FIG. 1 is a view showing an HBT according to an embodiment of the present invention, FIGS. 2 (a) to 2 (j) are views showing a manufacturing process of the HBT according to the embodiment of the present invention, and FIG. FIG. 1 .... non-doped gallium arsenide (GaAs) substrate, 2 .... n ⁺ Ga
As layer (collector region), 3 ... p ^- GaAs layer (base region),
4 ... n ^- AlGaAs layer (emitter region), 5 ... collector electrode,
6 base electrode, 6a Pt layer, 6b Zn layer, 6c WNx layer, 7
... Emitter electrode.

Claims (2)

(57) [Claims] 1. A semiconductor device comprising a first electrode on a p-layer surface exposed on a part of a substrate surface including a compound semiconductor region having an npn structure and a second electrode on an n-layer surface.
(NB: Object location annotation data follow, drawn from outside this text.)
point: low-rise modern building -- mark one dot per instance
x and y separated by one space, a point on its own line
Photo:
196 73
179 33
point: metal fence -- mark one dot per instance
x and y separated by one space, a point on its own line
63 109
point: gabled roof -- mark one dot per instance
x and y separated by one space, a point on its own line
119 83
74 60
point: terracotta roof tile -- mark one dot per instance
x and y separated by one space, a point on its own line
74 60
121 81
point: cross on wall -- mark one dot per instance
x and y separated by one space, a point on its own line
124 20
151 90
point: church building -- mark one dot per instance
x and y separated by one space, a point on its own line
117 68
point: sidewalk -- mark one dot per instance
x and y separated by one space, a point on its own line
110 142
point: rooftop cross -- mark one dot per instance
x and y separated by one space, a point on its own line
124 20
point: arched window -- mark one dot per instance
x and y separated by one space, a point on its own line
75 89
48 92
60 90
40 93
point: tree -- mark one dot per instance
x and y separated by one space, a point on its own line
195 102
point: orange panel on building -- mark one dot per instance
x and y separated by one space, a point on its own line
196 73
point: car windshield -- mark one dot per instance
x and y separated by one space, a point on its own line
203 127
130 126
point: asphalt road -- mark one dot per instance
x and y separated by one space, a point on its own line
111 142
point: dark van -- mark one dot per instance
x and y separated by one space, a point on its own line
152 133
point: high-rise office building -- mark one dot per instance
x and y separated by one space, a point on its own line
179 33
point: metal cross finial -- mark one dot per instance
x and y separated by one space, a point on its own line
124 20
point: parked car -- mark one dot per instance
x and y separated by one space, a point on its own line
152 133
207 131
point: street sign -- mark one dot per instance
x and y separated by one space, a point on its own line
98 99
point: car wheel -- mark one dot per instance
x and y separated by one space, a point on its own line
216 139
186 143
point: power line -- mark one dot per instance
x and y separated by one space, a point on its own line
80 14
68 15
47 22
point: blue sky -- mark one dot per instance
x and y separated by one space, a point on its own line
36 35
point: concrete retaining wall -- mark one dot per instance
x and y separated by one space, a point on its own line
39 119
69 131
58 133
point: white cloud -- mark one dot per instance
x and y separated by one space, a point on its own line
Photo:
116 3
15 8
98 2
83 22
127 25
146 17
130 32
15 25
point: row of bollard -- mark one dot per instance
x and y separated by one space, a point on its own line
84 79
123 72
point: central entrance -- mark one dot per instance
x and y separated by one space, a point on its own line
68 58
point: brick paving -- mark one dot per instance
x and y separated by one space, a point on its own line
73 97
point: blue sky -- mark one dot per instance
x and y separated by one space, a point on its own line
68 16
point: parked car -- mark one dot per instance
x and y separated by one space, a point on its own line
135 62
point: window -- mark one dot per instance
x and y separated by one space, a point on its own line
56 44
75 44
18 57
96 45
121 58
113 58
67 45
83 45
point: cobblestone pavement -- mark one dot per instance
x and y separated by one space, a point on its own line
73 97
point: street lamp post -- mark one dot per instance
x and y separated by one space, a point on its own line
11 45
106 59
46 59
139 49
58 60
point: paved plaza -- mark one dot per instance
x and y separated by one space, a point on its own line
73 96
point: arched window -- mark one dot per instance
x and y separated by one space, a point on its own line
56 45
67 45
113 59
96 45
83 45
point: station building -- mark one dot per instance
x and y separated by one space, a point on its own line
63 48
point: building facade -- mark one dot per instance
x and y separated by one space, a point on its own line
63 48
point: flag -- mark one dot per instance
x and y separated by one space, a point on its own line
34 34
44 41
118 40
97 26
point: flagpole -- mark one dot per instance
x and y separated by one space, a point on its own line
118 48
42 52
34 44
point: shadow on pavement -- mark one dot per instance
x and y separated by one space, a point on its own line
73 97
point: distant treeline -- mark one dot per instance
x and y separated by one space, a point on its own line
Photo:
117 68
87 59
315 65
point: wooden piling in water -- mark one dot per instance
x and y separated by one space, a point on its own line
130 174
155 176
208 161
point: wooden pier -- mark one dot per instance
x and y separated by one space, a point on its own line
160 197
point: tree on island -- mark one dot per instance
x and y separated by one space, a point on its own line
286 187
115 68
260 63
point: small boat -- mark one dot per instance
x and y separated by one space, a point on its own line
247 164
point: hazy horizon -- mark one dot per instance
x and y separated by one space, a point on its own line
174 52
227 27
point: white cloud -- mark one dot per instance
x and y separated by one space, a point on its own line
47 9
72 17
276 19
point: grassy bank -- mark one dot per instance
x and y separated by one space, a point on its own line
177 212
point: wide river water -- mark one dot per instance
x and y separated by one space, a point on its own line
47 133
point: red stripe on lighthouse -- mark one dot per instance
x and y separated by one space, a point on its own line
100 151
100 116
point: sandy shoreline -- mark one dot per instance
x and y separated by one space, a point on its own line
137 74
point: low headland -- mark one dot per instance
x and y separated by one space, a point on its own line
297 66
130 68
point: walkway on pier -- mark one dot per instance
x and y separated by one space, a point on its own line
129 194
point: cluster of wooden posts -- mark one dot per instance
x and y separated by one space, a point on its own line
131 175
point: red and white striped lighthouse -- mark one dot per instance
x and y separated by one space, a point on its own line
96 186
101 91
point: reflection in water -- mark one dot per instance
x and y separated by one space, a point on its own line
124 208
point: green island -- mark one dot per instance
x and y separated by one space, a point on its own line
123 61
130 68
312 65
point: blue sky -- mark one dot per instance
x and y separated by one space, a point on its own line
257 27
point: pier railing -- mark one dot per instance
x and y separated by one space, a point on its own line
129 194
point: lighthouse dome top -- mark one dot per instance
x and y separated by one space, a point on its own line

The first electrode includes a p-layer for ohmic contact having a desired concentration epitaxially grown using the refractory metal layer pattern formed on the surface of the n-layer as a mask, and a conductor layer formed on the surface of the p-layer; The semiconductor device, wherein the second electrode is the high melting point metal layer pattern. 2. A high melting point metal layer pattern forming step of forming a high melting point metal layer pattern on a substrate surface including a compound semiconductor region having an npn structure, using the pattern as a mask, etching the substrate surface to expose a p layer. An exposing step, and further using the pattern as a mask, an epitaxial growth step of selectively growing a p-layer for ohmic contact at a desired concentration on the p-layer surface by an epitaxial growth method; and a metal electrode for forming a metal electrode on the p-layer surface. Forming a semiconductor device.